John Stamper – Tutorial: Learning Curve Analysis using DataShop

Programme. DataShop.

John’s the technical director of DataShop, with a team of people working on it.

The Village Shop (Explored)
(cc) Alison Christine on Flickr

DataShop is two things: a repository, and a set of tools to analyse the data in that repository.

Repository was conceived as a store for PSLC research activity, but now has many more. Three types of research – primary analysis of study data, exploratory analysis of course data, secondary analysis of any data set. Many public datasets; some are not but you can request access – DataShop acts as a broker for contact/permissions.

Analysis and reporting tools focus on student-tutor data – log data. Learning curve reports, error reports, aggregate tools (performance profiler). Export through web services to tab delimited and XML formats. Also open to suggestions for new things.

They have 410 datasets, 104m transactions, 250,000 hours of student data. Biggest open repository of transaction-level data. Some people may have more data, but they’re not making it available.

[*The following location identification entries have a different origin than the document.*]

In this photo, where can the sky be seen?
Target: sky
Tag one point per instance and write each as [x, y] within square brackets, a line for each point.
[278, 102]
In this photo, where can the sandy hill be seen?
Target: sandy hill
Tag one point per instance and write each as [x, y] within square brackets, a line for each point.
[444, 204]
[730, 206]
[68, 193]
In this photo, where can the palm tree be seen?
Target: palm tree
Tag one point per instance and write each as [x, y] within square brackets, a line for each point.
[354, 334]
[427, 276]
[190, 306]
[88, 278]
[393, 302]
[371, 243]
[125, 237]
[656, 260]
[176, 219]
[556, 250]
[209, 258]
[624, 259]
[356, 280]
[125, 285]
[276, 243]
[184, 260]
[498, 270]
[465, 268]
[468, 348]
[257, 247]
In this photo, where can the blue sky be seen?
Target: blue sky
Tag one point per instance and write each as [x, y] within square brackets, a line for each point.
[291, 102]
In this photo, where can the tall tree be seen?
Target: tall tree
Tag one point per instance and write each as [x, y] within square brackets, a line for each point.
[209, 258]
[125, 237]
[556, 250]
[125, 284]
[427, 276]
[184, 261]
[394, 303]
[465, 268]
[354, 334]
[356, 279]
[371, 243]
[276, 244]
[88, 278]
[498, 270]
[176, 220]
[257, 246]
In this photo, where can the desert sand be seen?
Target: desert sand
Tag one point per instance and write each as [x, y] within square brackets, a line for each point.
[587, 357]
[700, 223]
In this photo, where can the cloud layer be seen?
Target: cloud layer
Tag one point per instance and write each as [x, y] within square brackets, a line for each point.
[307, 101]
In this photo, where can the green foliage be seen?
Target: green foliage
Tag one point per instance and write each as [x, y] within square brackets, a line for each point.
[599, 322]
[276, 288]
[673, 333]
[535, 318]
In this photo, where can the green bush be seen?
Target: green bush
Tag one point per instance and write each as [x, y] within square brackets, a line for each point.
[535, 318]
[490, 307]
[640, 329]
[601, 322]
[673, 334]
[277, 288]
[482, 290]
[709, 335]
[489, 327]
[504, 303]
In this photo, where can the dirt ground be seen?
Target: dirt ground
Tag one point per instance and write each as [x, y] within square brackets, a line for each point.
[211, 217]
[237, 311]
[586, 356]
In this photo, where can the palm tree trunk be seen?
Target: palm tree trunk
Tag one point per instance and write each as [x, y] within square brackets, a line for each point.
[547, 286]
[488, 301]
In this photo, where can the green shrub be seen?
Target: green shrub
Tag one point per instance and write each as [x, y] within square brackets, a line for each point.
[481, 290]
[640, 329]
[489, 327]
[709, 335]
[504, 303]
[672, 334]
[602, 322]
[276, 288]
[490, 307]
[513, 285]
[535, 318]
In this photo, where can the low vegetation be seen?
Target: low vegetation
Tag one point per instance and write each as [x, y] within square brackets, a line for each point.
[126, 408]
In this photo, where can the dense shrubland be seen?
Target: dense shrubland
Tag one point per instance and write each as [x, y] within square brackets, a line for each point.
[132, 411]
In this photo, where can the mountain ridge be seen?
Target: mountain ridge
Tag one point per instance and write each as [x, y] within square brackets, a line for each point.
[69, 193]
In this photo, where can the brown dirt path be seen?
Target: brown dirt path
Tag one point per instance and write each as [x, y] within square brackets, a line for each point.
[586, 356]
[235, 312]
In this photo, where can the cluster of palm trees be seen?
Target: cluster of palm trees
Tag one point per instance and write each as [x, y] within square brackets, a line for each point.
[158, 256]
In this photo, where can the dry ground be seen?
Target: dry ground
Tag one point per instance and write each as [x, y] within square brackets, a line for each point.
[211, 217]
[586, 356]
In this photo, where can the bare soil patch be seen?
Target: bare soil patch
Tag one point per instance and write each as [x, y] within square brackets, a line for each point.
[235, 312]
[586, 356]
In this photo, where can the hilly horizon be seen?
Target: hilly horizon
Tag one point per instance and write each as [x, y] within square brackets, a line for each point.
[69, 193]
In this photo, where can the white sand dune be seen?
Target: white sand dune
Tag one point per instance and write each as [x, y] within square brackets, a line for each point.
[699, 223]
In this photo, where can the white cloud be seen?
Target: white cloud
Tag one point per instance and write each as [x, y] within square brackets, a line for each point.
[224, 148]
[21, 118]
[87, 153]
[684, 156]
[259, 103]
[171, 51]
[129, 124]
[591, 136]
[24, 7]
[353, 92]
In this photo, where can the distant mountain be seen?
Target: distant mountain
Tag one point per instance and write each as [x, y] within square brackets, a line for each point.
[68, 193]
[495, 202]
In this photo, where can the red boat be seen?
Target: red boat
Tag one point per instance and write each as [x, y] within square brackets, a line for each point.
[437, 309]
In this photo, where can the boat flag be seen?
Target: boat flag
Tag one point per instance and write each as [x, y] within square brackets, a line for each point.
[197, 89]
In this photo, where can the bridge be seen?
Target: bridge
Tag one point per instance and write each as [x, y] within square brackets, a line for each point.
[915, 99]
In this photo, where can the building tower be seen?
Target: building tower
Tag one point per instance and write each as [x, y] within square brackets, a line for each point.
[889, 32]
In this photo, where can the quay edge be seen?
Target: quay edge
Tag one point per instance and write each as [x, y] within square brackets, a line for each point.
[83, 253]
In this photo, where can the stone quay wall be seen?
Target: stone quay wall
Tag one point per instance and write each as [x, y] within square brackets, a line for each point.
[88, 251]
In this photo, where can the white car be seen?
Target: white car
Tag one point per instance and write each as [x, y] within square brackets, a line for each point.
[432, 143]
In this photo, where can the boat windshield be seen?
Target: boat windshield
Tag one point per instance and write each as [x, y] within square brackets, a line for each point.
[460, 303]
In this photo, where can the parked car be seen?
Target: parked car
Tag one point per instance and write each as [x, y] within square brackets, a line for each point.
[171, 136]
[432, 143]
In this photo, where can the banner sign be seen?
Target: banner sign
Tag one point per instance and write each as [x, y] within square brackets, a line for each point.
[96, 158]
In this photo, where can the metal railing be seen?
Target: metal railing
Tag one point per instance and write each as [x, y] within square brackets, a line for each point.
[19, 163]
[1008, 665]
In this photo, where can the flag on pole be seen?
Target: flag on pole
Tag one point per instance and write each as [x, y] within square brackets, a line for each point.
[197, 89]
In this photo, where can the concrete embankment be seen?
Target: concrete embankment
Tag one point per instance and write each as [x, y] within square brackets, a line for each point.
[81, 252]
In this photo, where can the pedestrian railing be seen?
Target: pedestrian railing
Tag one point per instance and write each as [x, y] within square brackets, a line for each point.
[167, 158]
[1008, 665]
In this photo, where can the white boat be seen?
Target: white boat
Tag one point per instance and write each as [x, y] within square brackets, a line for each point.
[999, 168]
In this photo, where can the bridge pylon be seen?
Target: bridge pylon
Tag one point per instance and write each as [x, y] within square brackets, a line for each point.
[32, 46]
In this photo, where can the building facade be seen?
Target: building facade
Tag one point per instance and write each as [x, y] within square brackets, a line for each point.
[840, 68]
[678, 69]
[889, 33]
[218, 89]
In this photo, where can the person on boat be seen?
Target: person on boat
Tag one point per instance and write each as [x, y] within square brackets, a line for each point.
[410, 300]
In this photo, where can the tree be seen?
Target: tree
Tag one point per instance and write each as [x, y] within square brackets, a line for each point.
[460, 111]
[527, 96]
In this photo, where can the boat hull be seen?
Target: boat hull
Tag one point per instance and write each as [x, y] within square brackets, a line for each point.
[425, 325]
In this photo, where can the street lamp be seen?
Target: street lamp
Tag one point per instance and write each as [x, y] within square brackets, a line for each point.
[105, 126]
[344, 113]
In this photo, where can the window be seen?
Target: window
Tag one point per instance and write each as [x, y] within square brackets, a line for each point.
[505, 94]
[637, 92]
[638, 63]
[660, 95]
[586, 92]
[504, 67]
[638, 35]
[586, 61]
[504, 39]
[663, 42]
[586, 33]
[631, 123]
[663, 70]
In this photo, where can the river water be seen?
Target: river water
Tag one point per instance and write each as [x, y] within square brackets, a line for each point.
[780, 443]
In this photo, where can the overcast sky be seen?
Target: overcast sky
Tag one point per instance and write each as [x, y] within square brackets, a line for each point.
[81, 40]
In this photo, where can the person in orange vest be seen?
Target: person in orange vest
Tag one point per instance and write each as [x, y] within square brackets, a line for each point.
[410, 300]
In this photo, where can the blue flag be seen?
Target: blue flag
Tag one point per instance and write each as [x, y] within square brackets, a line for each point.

Focused on intelligent tutors and similar, but open to other stuff.

Sales pitch: it’s free tools, free researchers (especially if you make your data public), great place to collaborate (with private datasets – you have control over access), can validate ideas across multiple data sets.

Hands On

Need an account but easy to set up. Agreement includes promising not to try to de-anonymise the data!

Q Is it just ITS data? Or if it’s not a tutoring system – a CMS, say – does it still make sense?

Yes, it does make sense, and it’s not just tutor data now. We have a lot of tutor data, and the data model was conceived from tutor log files. But it’s pretty much transaction data, so if you have that, it’ll fit in. We have a lot of OLI data, it’s more tutor-lite than most LMSes are. But it’s still transaction logs. We’re getting online game data – those are so varied.

Q Are these PSLC games?

Some, but mostly others.

Public datasets (left-hand-side menu)  – many to browse. For Private datasets, you can see the project name and its individual datasets, and the PI. There’s a ‘request access’ button. For the most part, you’ll only want to ask for view access; you only need edit access if you’re involved in the project. Generates an email to the PI, who can grant the request or contact you by email. DataShop gets a report on the emails on how long the requests are sitting there, and prod people if it’s been a few weeks so they at least reject the requests. Steve Ritter has a lot of projects up, mostly math, really large, not for an experiment but for exploration.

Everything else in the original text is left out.